Sacked Racing Queensland chief integrity officer Wade Birch is suing the organisation, claiming he was unfairly dismissed and that his reputation has been ruined.
In a District Court claim filed Monday, Mr Birch’s lawyers say the long-time racing industry official was fired in July 2015 for alleged misconduct with no warning and despite not having committed any wrongdoing.
The claim, filed by Miller Sockhill Lawyers, seeks damages for breach of contract, equitable compensation, and $258,000 for lost wages, superannuation, long service leave and failure to make good on a promised redundancy package.
“As a result of the manner in which he was treated during the latter parts of his employment and the manner of his dismissal the plaintiff has been medically certified as being unfit to continue his usual occupation,” the statement of claim says.
“The plaintiff’s reputation has been adversely affected so that it is unlikely he will be able to find alternative employment within the racing industry.”
Mr Birch was one of many industry figures stood down in February last year after revelations that greyhound trainers routinely used live animals such as rabbits and possums as bait – a practice that is illegal in Australia.

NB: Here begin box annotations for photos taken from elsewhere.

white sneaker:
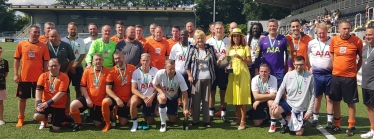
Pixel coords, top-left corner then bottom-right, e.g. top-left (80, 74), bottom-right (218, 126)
top-left (361, 131), bottom-right (374, 139)
top-left (130, 123), bottom-right (138, 132)
top-left (268, 125), bottom-right (277, 133)
top-left (160, 124), bottom-right (166, 132)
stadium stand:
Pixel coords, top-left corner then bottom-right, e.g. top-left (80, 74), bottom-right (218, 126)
top-left (11, 5), bottom-right (196, 38)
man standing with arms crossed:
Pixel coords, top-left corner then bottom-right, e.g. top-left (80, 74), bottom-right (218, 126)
top-left (307, 23), bottom-right (334, 129)
top-left (361, 26), bottom-right (374, 139)
top-left (206, 21), bottom-right (230, 122)
top-left (329, 21), bottom-right (362, 136)
top-left (13, 26), bottom-right (50, 127)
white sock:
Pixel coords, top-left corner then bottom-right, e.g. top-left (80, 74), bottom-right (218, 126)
top-left (158, 107), bottom-right (166, 125)
top-left (327, 114), bottom-right (334, 122)
top-left (313, 114), bottom-right (319, 120)
top-left (209, 110), bottom-right (214, 116)
top-left (221, 111), bottom-right (226, 116)
top-left (279, 118), bottom-right (287, 125)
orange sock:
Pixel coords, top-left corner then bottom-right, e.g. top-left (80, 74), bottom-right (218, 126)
top-left (16, 114), bottom-right (25, 127)
top-left (101, 122), bottom-right (110, 132)
top-left (70, 110), bottom-right (82, 124)
top-left (101, 100), bottom-right (110, 122)
top-left (348, 119), bottom-right (356, 128)
top-left (334, 118), bottom-right (342, 127)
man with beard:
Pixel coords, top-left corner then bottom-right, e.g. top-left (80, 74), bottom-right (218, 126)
top-left (247, 23), bottom-right (264, 78)
top-left (83, 23), bottom-right (99, 52)
top-left (286, 19), bottom-right (312, 71)
top-left (135, 25), bottom-right (147, 46)
top-left (86, 25), bottom-right (116, 69)
top-left (59, 22), bottom-right (86, 99)
top-left (168, 26), bottom-right (180, 53)
top-left (186, 22), bottom-right (195, 43)
top-left (116, 26), bottom-right (144, 66)
top-left (110, 21), bottom-right (126, 43)
top-left (39, 22), bottom-right (55, 43)
top-left (101, 50), bottom-right (136, 132)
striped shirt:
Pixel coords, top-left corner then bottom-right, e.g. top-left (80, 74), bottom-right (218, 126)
top-left (184, 44), bottom-right (218, 84)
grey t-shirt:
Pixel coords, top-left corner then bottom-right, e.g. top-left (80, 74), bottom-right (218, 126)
top-left (47, 41), bottom-right (75, 72)
top-left (116, 40), bottom-right (144, 66)
top-left (361, 44), bottom-right (374, 90)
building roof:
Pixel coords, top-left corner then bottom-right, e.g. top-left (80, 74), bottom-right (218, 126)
top-left (11, 5), bottom-right (195, 16)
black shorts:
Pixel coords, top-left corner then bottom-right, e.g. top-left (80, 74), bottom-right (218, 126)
top-left (16, 82), bottom-right (36, 99)
top-left (362, 88), bottom-right (374, 107)
top-left (108, 97), bottom-right (131, 119)
top-left (329, 75), bottom-right (359, 104)
top-left (251, 101), bottom-right (269, 120)
top-left (35, 107), bottom-right (66, 127)
top-left (77, 97), bottom-right (103, 122)
top-left (211, 68), bottom-right (229, 90)
top-left (69, 66), bottom-right (83, 87)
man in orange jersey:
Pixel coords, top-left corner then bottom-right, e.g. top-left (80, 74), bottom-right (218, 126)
top-left (144, 26), bottom-right (170, 69)
top-left (286, 19), bottom-right (312, 71)
top-left (329, 21), bottom-right (363, 136)
top-left (186, 22), bottom-right (195, 43)
top-left (135, 25), bottom-right (147, 46)
top-left (70, 53), bottom-right (110, 132)
top-left (13, 26), bottom-right (50, 127)
top-left (101, 51), bottom-right (136, 132)
top-left (145, 23), bottom-right (157, 40)
top-left (110, 21), bottom-right (126, 43)
top-left (39, 22), bottom-right (55, 43)
top-left (168, 26), bottom-right (180, 55)
top-left (34, 58), bottom-right (69, 130)
top-left (205, 22), bottom-right (215, 40)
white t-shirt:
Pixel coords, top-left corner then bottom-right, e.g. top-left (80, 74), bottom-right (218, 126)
top-left (153, 69), bottom-right (188, 100)
top-left (308, 39), bottom-right (332, 73)
top-left (251, 75), bottom-right (278, 94)
top-left (169, 43), bottom-right (188, 74)
top-left (206, 37), bottom-right (230, 68)
top-left (61, 37), bottom-right (87, 61)
top-left (131, 67), bottom-right (158, 97)
top-left (83, 37), bottom-right (94, 53)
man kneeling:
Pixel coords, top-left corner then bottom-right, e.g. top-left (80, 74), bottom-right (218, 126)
top-left (34, 59), bottom-right (69, 130)
top-left (153, 59), bottom-right (188, 132)
top-left (270, 56), bottom-right (315, 136)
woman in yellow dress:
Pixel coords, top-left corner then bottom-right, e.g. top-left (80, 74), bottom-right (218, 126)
top-left (225, 28), bottom-right (252, 130)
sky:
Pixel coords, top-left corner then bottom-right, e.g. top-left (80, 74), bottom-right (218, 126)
top-left (8, 0), bottom-right (56, 5)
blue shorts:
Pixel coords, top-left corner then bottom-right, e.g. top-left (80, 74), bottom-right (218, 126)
top-left (69, 66), bottom-right (83, 87)
top-left (211, 68), bottom-right (229, 90)
top-left (313, 74), bottom-right (332, 96)
top-left (273, 73), bottom-right (286, 88)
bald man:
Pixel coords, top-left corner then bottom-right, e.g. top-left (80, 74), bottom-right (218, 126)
top-left (116, 26), bottom-right (144, 67)
top-left (86, 25), bottom-right (116, 69)
top-left (186, 22), bottom-right (195, 43)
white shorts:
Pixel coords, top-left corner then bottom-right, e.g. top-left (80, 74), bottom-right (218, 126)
top-left (0, 90), bottom-right (6, 100)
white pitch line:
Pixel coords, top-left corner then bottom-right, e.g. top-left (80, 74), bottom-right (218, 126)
top-left (308, 119), bottom-right (336, 139)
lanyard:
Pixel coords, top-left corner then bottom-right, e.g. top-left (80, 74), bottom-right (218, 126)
top-left (166, 73), bottom-right (175, 90)
top-left (258, 76), bottom-right (269, 93)
top-left (179, 43), bottom-right (187, 57)
top-left (366, 45), bottom-right (374, 60)
top-left (94, 67), bottom-right (103, 85)
top-left (49, 42), bottom-right (60, 57)
top-left (292, 35), bottom-right (301, 51)
top-left (49, 72), bottom-right (59, 90)
top-left (268, 34), bottom-right (279, 49)
top-left (213, 37), bottom-right (223, 52)
top-left (295, 71), bottom-right (305, 90)
top-left (318, 39), bottom-right (327, 54)
top-left (117, 65), bottom-right (126, 81)
top-left (139, 67), bottom-right (151, 84)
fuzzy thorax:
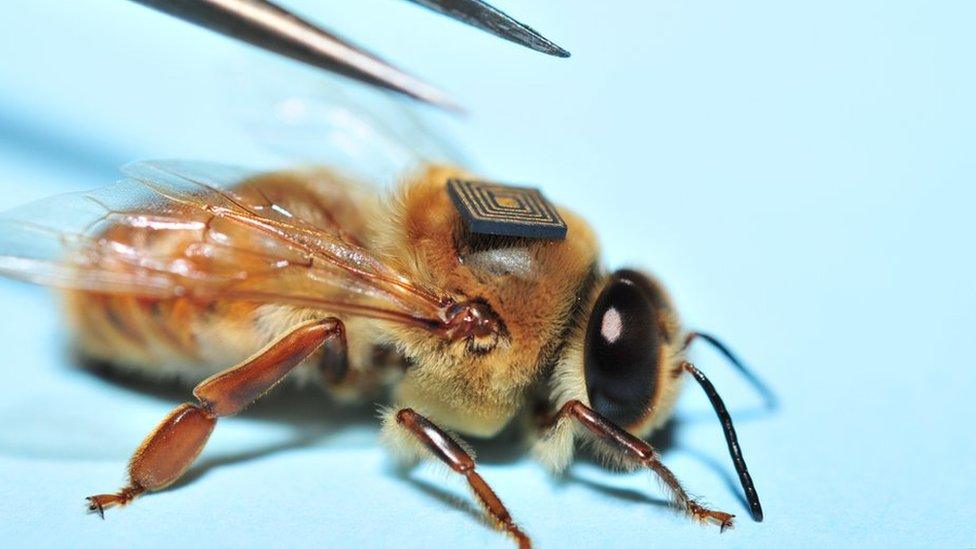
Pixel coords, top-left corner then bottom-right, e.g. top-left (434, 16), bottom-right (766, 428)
top-left (373, 166), bottom-right (597, 436)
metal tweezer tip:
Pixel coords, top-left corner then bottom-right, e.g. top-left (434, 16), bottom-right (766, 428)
top-left (133, 0), bottom-right (463, 112)
top-left (410, 0), bottom-right (569, 57)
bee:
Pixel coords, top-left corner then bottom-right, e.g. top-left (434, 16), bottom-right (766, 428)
top-left (0, 96), bottom-right (762, 547)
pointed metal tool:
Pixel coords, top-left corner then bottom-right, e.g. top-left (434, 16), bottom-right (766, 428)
top-left (126, 0), bottom-right (569, 112)
top-left (133, 0), bottom-right (461, 111)
top-left (410, 0), bottom-right (569, 57)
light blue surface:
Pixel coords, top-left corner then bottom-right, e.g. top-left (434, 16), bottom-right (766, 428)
top-left (0, 0), bottom-right (976, 547)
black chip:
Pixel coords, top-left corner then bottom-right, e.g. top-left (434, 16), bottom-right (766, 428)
top-left (447, 179), bottom-right (566, 240)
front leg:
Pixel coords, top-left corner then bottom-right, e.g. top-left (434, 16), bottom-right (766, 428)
top-left (540, 400), bottom-right (735, 530)
top-left (390, 408), bottom-right (532, 549)
top-left (88, 318), bottom-right (343, 518)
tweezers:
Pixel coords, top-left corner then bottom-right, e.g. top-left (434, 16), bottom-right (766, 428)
top-left (133, 0), bottom-right (569, 111)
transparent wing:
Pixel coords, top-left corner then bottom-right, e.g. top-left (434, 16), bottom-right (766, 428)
top-left (226, 55), bottom-right (470, 185)
top-left (0, 161), bottom-right (448, 326)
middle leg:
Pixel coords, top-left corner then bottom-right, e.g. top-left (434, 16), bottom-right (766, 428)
top-left (388, 408), bottom-right (532, 549)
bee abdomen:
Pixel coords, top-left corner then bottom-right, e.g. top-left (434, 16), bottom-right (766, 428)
top-left (65, 291), bottom-right (250, 381)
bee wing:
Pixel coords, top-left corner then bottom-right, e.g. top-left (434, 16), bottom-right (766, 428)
top-left (227, 56), bottom-right (469, 185)
top-left (0, 161), bottom-right (446, 327)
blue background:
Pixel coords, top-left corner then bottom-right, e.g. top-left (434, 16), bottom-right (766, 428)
top-left (0, 0), bottom-right (976, 547)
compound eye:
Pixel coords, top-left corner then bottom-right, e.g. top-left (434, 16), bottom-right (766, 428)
top-left (583, 271), bottom-right (662, 427)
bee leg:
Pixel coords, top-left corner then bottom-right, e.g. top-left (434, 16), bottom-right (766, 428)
top-left (88, 318), bottom-right (343, 518)
top-left (396, 408), bottom-right (532, 549)
top-left (554, 400), bottom-right (735, 530)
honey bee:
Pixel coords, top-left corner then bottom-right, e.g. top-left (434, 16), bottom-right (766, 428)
top-left (0, 96), bottom-right (762, 547)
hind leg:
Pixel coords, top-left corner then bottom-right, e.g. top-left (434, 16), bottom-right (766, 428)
top-left (88, 318), bottom-right (344, 517)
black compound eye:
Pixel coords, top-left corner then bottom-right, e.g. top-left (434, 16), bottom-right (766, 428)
top-left (583, 271), bottom-right (662, 427)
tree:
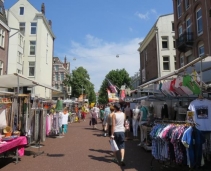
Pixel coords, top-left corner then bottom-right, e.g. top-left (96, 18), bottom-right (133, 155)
top-left (98, 69), bottom-right (131, 104)
top-left (63, 67), bottom-right (96, 102)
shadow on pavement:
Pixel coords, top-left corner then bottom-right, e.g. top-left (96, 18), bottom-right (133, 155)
top-left (89, 149), bottom-right (113, 156)
top-left (88, 155), bottom-right (112, 163)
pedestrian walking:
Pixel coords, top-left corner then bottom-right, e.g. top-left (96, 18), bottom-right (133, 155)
top-left (111, 103), bottom-right (126, 166)
top-left (90, 107), bottom-right (97, 129)
top-left (107, 105), bottom-right (114, 137)
top-left (103, 104), bottom-right (111, 137)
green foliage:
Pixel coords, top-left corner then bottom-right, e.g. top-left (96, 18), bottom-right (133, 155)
top-left (63, 67), bottom-right (96, 102)
top-left (98, 69), bottom-right (131, 104)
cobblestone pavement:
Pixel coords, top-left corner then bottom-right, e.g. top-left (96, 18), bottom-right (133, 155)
top-left (0, 119), bottom-right (211, 171)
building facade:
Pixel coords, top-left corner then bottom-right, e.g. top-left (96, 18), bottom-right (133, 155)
top-left (138, 14), bottom-right (176, 84)
top-left (52, 57), bottom-right (71, 100)
top-left (8, 0), bottom-right (55, 99)
top-left (173, 0), bottom-right (211, 82)
top-left (0, 0), bottom-right (10, 75)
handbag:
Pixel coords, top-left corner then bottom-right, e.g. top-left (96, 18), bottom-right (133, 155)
top-left (110, 139), bottom-right (119, 151)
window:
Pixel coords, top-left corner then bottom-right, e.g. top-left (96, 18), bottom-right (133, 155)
top-left (45, 50), bottom-right (48, 64)
top-left (31, 23), bottom-right (37, 34)
top-left (186, 18), bottom-right (192, 40)
top-left (180, 56), bottom-right (185, 67)
top-left (30, 41), bottom-right (36, 55)
top-left (19, 22), bottom-right (25, 35)
top-left (17, 69), bottom-right (22, 74)
top-left (177, 0), bottom-right (182, 18)
top-left (29, 62), bottom-right (35, 77)
top-left (198, 45), bottom-right (204, 57)
top-left (55, 73), bottom-right (59, 81)
top-left (163, 56), bottom-right (170, 70)
top-left (60, 84), bottom-right (63, 92)
top-left (18, 52), bottom-right (22, 64)
top-left (145, 51), bottom-right (147, 61)
top-left (196, 8), bottom-right (203, 35)
top-left (46, 33), bottom-right (48, 46)
top-left (0, 61), bottom-right (4, 75)
top-left (18, 34), bottom-right (23, 47)
top-left (54, 65), bottom-right (59, 71)
top-left (171, 22), bottom-right (175, 31)
top-left (178, 26), bottom-right (182, 37)
top-left (162, 37), bottom-right (168, 49)
top-left (185, 0), bottom-right (190, 10)
top-left (186, 55), bottom-right (194, 63)
top-left (61, 73), bottom-right (64, 81)
top-left (20, 7), bottom-right (24, 15)
top-left (173, 39), bottom-right (176, 49)
top-left (0, 6), bottom-right (3, 14)
top-left (0, 28), bottom-right (5, 48)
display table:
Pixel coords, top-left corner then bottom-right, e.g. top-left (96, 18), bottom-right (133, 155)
top-left (0, 136), bottom-right (27, 163)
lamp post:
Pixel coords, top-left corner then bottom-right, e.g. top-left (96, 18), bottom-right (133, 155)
top-left (82, 85), bottom-right (85, 103)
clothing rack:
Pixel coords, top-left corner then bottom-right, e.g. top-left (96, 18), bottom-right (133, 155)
top-left (150, 120), bottom-right (199, 171)
top-left (154, 120), bottom-right (199, 125)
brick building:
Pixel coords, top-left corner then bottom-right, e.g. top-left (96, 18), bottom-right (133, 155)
top-left (173, 0), bottom-right (211, 83)
top-left (138, 14), bottom-right (175, 84)
top-left (0, 0), bottom-right (10, 75)
top-left (52, 57), bottom-right (71, 99)
top-left (173, 0), bottom-right (211, 68)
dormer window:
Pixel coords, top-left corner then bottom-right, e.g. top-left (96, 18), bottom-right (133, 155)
top-left (20, 7), bottom-right (24, 15)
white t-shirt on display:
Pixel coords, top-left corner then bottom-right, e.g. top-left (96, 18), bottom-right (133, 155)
top-left (188, 99), bottom-right (211, 131)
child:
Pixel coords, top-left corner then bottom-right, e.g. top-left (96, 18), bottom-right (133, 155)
top-left (62, 108), bottom-right (68, 135)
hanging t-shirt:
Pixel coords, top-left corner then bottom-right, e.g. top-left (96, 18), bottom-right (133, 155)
top-left (183, 75), bottom-right (201, 95)
top-left (175, 77), bottom-right (193, 95)
top-left (188, 99), bottom-right (211, 131)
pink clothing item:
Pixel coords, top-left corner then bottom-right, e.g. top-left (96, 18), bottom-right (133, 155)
top-left (0, 136), bottom-right (27, 156)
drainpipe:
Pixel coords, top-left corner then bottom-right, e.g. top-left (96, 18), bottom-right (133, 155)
top-left (155, 27), bottom-right (161, 78)
top-left (205, 0), bottom-right (210, 55)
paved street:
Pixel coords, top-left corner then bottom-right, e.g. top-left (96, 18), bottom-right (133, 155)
top-left (0, 119), bottom-right (211, 171)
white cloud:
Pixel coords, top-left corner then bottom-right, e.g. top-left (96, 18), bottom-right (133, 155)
top-left (136, 9), bottom-right (158, 20)
top-left (59, 35), bottom-right (143, 91)
top-left (137, 12), bottom-right (149, 20)
top-left (129, 27), bottom-right (133, 32)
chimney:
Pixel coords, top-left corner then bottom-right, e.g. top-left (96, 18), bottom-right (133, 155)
top-left (41, 3), bottom-right (45, 15)
top-left (48, 20), bottom-right (52, 28)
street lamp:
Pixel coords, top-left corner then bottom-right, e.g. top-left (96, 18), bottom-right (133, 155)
top-left (82, 85), bottom-right (85, 102)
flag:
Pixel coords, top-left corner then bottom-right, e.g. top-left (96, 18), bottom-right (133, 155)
top-left (106, 78), bottom-right (118, 93)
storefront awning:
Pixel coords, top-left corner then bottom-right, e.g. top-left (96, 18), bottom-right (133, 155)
top-left (0, 74), bottom-right (36, 88)
top-left (14, 73), bottom-right (61, 92)
top-left (0, 73), bottom-right (61, 92)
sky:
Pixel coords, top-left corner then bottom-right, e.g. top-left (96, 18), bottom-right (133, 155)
top-left (5, 0), bottom-right (173, 92)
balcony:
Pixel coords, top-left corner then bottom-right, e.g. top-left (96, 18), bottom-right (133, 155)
top-left (176, 32), bottom-right (194, 52)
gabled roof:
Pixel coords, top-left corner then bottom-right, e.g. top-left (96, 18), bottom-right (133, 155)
top-left (138, 13), bottom-right (173, 51)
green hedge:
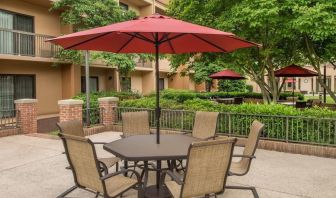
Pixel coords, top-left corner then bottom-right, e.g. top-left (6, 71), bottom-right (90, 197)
top-left (158, 89), bottom-right (304, 102)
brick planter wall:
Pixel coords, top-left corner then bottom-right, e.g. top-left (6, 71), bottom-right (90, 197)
top-left (58, 99), bottom-right (83, 122)
top-left (14, 99), bottom-right (37, 134)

He was reinstated following an internal review before being suspended and later sacked after a commission of inquiry into live baiting.
The District Court claim says that during Mr Birch’s 18 years of service, he never received a single warning about his conduct.
Racing Queensland assured him in June 2015 the inquiry’s report contained nothing to concern him and that he could return to work.
But, according to the claim, just three weeks later he was given a show cause notice and suspended, before he was sacked a fortnight later for alleged misconduct.
“The decision to summarily dismiss the plaintiff without notice was harsh, oppressive and unconscionable,” the claim says.
Racing Queensland has been contacted for comment.